What doesn't make sense to me, is why they're using base32 and not base64 -- simply because the ACME RFC utilizes base64
However, I think the reason base32 is being used due to the case insensitive nature of FQDNs/DNS. Base64 uses upper and lowercase while base32 only uses a single case.
With the hashed URI based value, the departments don't have to coordinate to prevent collisions. With anything user-provided, they would. However, if they were already coordinating and sharing a single ACME account between them, they'd have to create a new account in order to not collide (assuming they both wanted a cert for the same name).
This new challenge type in general would also solve @skreien's problem here:
IDK @rmbolger it sounds like the coordination is just different. If a company had rate limits or E1 whitelists they'd need to be sure each different account needed to avoid collision also had those features. And, that's just how LE does it.
I generally cringe when designing API's to say it is targetted at a narrow use case and to fit just that. API's evolve which is what we see here in that the DNS challenge has evolved and needs to adapt to more diverse cases.
The proposal is giving specific meaning to the account for something related to a DNS challenge. There is no obvious and required one-to-one correlation which in my mind favors not associating them in the DNS record name.
Glad you could recall that Fastly example. Regardless of what DNS record name ends up being used very definitely would have solved that one.
My guess is that the point was to tie the DNS record to specific account and the account URI is the only immutable value associated with an account (since even the key can be rolled over).
I generally cringe when a protocol lets users put in their own value to something
Also note that this proposal is relatively easy to implement within the current ACME ecosystem. It does not require any significant change to the communications. I.e.: only the challenge value in current exchanged messages differs, which is part of RFC 8555 anyway.
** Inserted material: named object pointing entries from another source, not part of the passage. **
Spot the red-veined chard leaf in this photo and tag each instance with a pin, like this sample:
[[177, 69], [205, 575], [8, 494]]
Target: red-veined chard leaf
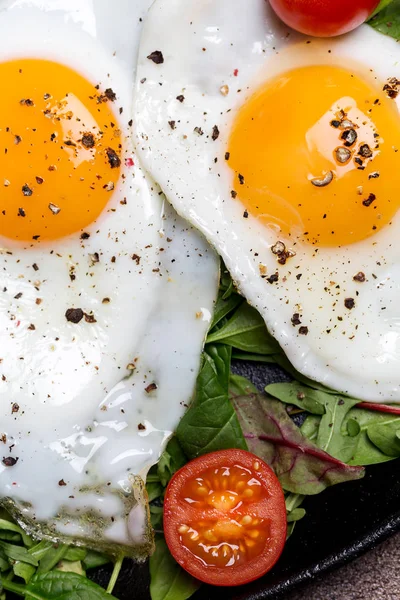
[[300, 465]]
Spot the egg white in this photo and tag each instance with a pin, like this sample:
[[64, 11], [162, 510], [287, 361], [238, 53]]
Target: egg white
[[240, 44], [86, 415]]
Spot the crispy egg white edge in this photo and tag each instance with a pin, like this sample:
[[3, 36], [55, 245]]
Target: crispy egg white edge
[[250, 44], [189, 284]]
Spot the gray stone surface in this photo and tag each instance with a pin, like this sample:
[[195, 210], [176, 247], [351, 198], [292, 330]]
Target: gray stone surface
[[375, 576]]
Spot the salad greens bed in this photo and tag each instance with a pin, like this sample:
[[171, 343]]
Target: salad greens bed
[[311, 436], [330, 441]]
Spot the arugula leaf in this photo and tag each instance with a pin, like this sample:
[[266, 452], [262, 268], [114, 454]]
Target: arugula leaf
[[245, 330], [382, 4], [330, 437], [299, 395], [387, 20], [211, 422], [24, 571], [52, 558], [61, 585], [367, 453], [171, 460], [300, 465], [94, 559], [296, 515], [168, 580], [17, 553], [225, 306], [386, 436]]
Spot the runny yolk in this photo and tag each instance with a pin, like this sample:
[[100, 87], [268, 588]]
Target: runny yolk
[[60, 150], [316, 153]]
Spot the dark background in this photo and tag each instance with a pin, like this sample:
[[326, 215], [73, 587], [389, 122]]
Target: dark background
[[341, 523]]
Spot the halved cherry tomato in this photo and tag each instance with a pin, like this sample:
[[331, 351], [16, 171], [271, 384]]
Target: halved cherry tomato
[[324, 18], [225, 517]]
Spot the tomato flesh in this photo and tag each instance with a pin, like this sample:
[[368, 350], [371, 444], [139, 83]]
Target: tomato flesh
[[324, 18], [225, 517]]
Including user-defined labels would mean a significant change to the protocol with adding currently non-existent fields to current message exchanges to relay that user-defined label to the ACME server.
Yes, I see it as more convenient too. And, it solves their described problem of multiple colliding CA's. Which is the primary goal here. I still think it short-sighted.
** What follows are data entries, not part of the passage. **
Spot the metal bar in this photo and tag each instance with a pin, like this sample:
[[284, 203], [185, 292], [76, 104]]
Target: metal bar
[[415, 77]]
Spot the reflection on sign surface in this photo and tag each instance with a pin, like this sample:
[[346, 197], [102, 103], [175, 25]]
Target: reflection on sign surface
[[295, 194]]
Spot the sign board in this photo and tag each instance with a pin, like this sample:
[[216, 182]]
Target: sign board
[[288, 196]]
Admittedly I don't know implementation details of ACME protocol. Nor do I have history with the RFC working group. But, my general experience says any change requires design, discussion, approval, education, documentation, and coordination efforts. The extra bit about adding a field seems trivial in comparison.
I'm not an expert about RFCs either, but implementing just a new challenge is much easier to do than intricately modifying the existing protocol. A new challenge is just an addition to the existing RFC, while modifying ACME messages (i.e.: adding certain fields to existing messages) is probably viewed as modifying the entire protocol and thus RFC. This could be more difficult to discuss/approve/coordinate than just a new challenge.
@rmbolger Hmm, I think I know where it went wrong.. I just piped the output of sha256sum to cut and to base32 where it would literally take the ASCII chars a and 2 et cetera as input instead of 0xa2 in hex form.. Using the direct bytes as output/input works:
It sounds like they have fed two birds with one scone by using base32.
This concern is particular to LetsEncrypt, and a scenario where all clients are using this CA. This concern doesn't exist when clients are using different CAs, or if all clients are using a CA without limits – such as a commercial CA. Remember, this proposal is from a for-profit company who runs their own ACME compliant CA. IMHO this effort is likely a step needed in an attempt to get some business-logic necessary for a proprietary tool accepted by the CA/B forum.
Modifying the protocol typically entails a new Draft/RFC which obsoletes the old RFC, and then changes it from "proposed standard" (or whatever other classification it matured to) into "Historic". Sometimes the changes are compatible and are an "extension" to the old RFC. I think I've see a few other variants on RFC updates.